Ajatollah Ali Chamenei we wrześniu 2014 roku przeszedł operację raka prostaty
Ajatollah Ali Chamenei we wrześniu 2014 roku przeszedł operację raka prostaty
Źródło: khamenei.ir

Odpowiednia grupa irańskich oficjeli sprawdza potencjalnych kandydatów do urzędu Najwyższego Przywódcy - ujawnił były prezydent Iranu Akbar Haszemi Rafsandżani, łamiąc niepisany zakaz rozważań na temat następcy obecnego lidera państwa ajatollaha Aliego Chameneiego.

Spekulacje na temat następcy 75-letniego Chameneiego trwają od ubiegłego roku, gdy Najwyższy Przywódca przeszedł operację raka prostaty, oficjalnie z sukcesem. Nawet jednak wówczas, gdy życie lidera było realnie zagrożone, a wizja jego śmierci rzeczywista, nikt z irańskiego establishmentu nie ośmielił się na oficjalne dywagacje na temat jego przyszłości.

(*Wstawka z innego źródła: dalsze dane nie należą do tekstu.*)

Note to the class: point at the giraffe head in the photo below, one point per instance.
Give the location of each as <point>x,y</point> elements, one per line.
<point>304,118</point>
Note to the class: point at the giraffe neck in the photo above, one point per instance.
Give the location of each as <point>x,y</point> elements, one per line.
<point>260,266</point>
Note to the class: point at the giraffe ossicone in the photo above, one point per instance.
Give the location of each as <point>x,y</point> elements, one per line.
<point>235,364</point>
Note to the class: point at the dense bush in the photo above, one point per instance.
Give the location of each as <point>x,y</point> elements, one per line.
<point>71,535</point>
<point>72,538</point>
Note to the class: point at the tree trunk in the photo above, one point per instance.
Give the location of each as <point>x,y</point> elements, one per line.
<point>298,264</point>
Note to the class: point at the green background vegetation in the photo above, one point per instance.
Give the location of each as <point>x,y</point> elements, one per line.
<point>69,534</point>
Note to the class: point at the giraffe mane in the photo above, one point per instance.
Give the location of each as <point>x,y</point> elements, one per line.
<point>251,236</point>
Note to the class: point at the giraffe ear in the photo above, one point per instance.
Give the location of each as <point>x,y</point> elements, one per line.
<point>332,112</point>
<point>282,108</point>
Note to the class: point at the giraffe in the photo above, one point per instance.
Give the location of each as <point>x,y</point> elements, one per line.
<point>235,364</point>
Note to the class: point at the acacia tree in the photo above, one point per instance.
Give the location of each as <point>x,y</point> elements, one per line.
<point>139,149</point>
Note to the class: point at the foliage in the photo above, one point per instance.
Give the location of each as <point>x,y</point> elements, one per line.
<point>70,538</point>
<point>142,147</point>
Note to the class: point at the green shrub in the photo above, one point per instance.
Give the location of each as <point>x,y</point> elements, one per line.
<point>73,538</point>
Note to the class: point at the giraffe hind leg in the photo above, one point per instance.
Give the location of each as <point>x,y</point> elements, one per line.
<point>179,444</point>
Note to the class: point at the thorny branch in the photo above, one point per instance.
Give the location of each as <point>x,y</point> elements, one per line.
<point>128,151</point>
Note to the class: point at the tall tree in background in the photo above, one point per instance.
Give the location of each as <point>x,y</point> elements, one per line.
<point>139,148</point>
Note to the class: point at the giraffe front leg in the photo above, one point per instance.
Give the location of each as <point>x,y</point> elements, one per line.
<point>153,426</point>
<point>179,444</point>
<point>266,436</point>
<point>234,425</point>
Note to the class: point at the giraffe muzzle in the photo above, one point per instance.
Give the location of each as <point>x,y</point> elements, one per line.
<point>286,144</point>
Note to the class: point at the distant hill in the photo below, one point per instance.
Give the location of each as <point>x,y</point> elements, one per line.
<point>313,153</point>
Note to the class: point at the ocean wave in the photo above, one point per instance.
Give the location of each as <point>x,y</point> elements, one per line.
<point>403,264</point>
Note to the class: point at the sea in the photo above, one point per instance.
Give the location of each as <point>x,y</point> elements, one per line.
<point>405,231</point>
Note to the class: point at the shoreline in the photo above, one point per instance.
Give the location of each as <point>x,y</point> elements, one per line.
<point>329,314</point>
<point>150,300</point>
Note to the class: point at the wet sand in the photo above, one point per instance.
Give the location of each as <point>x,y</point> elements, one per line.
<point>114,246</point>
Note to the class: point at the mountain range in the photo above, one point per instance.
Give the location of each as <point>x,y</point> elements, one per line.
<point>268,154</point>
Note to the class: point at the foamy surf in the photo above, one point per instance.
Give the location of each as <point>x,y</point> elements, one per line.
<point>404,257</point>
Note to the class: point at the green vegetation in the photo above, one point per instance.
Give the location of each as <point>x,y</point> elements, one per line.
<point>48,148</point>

Zrobił to dopiero w niedzielę Rafsandżani, były prezydent i obecnie rywal wspieranych przez Chameneiego twardogłowych irańskich polityków. Wszystko zbiega się z lutowymi wyborami do Zgromadzenia Ekspertów, 82-osobowego ciała odpowiedzialnego za wybór Najwyższego Przywódcy, a także - w teorii - obdarzonego mocą złożenia do z urzędu.

Rafsandżani i inni umiarkowani politycy mają nadzieję, że zdobędą w Zgromadzeniu - jak i w przeprowadzanych również w przyszłym roku wyborach parlamentarnych - większość, która da im możliwość wyboru następcy Chameneiego. Jest bowiem całkiem prawdopodobne, że 75-letni ajatollah nie dotrwa do końca ośmioletniej kadencji nowego Zgromadzenia.

- Zgromadzenie Ekspertów będzie działało, kiedy nowy lider będzie musiał zostać wskazany. Przygotowują się teraz do tego i badają opcje - powiedział Rafsandżani, cytowany przez agencję ILNA. - Wskazali grupę, która stworzy listę osób kwalifikujących się, które zostaną poddane głosowaniu, kiedy wydarzy się wypadek - dodał Rafsandżani.

Najważniejszy w państwie

Według konstytucji Iranu Najwyższy Przywódca, w którego rękach zbiegają się wszystkie gałęzie władzy w państwie, musi być przedstawicielem kleru, co najmniej hodżdżatoleslamem, czyli "wskazówką islamu". Możliwe jest jednak również rozwiązanie w postaci rady liderów, która zastąpić może jednosobowy urząd. Na takie rozwiązanie nie zdecydowano się jednak po śmierci pierwszego Najwyższego Przywódcy i ojca irańskiej rewolucji islamskiej, ajatollaha Ruhollaha Chomeiniego w 1989 r., którego zastąpił Chamenei.

Co ciekawe, wnuk Chomeiniego Hasan, który zamierza kandydować do Zgromadzenia - tak jak Rafsandżani oraz prezydent Hasan Rowhani - nie poszedł w ślady dziadka i przystał do umiarkowanych sił w Iranie. Jeśli jego kandydaturę pozytywnie zaopiniuje Rada Strażników - organ, który ma moc odrzucania kandydatur do ciał ustawodawczych - wnuk ma szansę wejść na poważnie do polityki i to z poglądami co najmniej odrębnymi od słynnego przodka.